Numerous magnetic resonance imaging (MRI) studies have highlighted the key role of gray matter injury on cognitive impairment. These studies suggest that cognitive problems are, to a large extent, irreversible because they are mainly underpinned by the death of neurons (neuronal death). However, we cannot rule out that neuronal dysfunction, occurring before neuronal death, may also affect cognitive functioning.

More advanced MRI technologies can detect neuronal dysfunction before their death.

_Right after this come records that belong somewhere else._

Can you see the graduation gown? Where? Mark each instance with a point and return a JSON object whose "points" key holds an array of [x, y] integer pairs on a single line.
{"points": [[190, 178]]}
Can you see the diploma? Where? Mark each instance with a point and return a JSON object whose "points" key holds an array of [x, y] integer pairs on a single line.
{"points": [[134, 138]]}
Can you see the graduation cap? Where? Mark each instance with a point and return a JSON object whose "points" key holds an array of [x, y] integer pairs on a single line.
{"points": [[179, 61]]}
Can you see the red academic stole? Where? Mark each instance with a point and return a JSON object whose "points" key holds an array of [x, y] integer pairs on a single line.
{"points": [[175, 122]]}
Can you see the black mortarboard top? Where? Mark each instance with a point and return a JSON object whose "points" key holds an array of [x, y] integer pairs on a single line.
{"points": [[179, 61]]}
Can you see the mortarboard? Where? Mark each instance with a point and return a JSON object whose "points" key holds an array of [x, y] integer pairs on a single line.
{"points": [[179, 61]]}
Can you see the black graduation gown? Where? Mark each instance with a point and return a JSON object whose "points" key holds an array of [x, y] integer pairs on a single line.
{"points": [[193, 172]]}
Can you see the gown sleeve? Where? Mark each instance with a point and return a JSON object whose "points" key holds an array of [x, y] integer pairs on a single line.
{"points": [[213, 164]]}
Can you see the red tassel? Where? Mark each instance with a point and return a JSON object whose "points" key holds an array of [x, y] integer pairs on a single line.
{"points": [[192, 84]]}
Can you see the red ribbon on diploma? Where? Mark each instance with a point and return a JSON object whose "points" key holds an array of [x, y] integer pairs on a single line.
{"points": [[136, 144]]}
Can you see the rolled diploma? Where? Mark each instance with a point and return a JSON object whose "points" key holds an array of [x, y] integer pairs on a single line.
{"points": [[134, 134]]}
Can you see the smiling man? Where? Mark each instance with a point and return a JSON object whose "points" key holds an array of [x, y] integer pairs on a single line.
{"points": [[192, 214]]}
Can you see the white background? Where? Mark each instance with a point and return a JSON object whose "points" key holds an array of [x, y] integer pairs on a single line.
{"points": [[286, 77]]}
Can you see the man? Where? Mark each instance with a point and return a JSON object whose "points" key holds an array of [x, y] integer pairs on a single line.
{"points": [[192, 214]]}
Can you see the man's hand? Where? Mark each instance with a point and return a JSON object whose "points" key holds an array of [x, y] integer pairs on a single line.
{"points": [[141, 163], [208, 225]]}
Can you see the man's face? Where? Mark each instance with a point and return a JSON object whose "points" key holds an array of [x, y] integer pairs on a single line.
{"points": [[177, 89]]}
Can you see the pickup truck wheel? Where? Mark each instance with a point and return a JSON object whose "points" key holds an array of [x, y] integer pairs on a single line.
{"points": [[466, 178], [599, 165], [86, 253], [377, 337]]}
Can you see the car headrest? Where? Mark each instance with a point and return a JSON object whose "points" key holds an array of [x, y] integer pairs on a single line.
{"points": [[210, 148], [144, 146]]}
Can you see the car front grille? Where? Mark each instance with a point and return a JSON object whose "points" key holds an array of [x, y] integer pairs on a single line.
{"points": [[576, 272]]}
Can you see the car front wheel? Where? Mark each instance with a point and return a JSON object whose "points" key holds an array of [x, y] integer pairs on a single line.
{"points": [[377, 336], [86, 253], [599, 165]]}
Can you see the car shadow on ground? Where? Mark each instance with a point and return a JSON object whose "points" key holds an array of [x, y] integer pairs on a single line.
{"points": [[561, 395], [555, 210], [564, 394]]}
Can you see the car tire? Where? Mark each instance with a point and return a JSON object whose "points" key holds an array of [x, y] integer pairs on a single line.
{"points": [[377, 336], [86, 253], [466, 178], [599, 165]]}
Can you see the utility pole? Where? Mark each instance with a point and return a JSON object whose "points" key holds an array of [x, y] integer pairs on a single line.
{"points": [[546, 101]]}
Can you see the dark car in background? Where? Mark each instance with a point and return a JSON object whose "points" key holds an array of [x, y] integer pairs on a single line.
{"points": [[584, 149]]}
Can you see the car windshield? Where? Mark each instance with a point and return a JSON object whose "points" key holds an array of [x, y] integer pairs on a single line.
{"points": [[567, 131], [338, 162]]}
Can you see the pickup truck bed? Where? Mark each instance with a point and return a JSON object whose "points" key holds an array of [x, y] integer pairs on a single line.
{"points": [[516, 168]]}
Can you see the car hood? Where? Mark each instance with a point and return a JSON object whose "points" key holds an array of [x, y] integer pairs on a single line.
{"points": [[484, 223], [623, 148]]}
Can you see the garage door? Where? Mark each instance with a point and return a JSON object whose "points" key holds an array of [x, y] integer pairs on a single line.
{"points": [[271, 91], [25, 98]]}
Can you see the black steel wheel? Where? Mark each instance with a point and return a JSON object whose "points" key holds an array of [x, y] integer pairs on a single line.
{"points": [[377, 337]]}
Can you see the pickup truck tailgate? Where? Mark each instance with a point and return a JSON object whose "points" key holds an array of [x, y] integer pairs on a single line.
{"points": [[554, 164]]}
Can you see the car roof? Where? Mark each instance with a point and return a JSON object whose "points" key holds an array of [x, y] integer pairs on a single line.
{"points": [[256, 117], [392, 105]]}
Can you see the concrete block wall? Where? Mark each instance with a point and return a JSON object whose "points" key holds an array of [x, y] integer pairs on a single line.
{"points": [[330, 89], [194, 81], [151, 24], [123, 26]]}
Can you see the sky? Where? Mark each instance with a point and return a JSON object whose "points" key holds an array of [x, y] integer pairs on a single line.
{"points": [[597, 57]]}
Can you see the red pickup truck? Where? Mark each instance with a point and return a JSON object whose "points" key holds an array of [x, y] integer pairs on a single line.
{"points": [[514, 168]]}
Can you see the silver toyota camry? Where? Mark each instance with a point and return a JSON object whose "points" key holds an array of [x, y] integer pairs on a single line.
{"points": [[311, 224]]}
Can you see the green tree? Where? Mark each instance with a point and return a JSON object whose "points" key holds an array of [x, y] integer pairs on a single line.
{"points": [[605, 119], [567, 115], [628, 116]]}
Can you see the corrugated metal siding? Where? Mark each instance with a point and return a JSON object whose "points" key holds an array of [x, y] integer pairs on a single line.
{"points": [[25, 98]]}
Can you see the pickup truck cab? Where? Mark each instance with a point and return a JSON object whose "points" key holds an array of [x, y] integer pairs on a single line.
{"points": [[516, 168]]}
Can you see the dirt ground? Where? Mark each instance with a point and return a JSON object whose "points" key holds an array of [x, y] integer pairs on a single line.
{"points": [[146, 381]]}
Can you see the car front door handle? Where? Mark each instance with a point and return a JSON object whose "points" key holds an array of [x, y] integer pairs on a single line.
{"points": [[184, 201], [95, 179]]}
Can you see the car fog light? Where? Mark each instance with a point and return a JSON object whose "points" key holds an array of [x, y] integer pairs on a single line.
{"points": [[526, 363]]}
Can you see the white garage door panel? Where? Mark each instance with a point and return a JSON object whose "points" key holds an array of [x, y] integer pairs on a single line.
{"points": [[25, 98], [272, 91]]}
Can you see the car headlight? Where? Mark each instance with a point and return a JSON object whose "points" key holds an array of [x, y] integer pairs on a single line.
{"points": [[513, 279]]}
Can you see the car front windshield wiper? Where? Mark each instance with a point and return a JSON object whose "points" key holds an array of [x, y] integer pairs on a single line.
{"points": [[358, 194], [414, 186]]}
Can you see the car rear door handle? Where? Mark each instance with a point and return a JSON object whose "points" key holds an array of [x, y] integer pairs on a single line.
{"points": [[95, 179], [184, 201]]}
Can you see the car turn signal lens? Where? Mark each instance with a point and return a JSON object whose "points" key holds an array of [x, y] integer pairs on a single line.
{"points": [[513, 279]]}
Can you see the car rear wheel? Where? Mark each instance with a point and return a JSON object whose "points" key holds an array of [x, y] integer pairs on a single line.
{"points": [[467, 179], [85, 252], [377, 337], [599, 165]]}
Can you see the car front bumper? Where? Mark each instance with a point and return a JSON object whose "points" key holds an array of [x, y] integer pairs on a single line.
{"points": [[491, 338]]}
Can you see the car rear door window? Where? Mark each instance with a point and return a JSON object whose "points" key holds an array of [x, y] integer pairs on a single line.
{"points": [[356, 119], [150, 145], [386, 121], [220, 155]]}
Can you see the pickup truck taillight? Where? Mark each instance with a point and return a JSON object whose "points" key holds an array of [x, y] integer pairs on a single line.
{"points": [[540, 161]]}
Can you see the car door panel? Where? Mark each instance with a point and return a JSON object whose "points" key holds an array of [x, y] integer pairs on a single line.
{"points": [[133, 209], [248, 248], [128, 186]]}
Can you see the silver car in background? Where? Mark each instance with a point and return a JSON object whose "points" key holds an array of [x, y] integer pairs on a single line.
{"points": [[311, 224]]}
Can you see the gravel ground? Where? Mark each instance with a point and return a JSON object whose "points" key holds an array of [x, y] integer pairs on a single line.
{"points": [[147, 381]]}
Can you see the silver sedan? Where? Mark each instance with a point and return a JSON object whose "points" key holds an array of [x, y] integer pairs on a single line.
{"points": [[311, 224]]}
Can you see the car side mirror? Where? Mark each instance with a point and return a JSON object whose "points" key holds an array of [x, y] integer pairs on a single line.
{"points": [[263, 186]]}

When brain cells dysfunction, sodium accumulates between these cells and this can be detected by advanced sodium MRI.

In this study from Aix-Marseille Université in France, investigators recruited 89 participants including 58 people who had had relapsing-remitting MS for less than ten years, and 31 healthy volunteers. 21 people with MS were classed as cognitively impaired as they failed at least two tasks on a neurological test known as the ‘Brief Repeatable Battery’.

Using sodium MRI, the investigators found that the total sodium concentration was higher in the gray matter in people with MS who were cognitively impaired. This is a stronger correlation than has previously been shown with cognitive impairment and atrophy as shown by conventional MRI measures.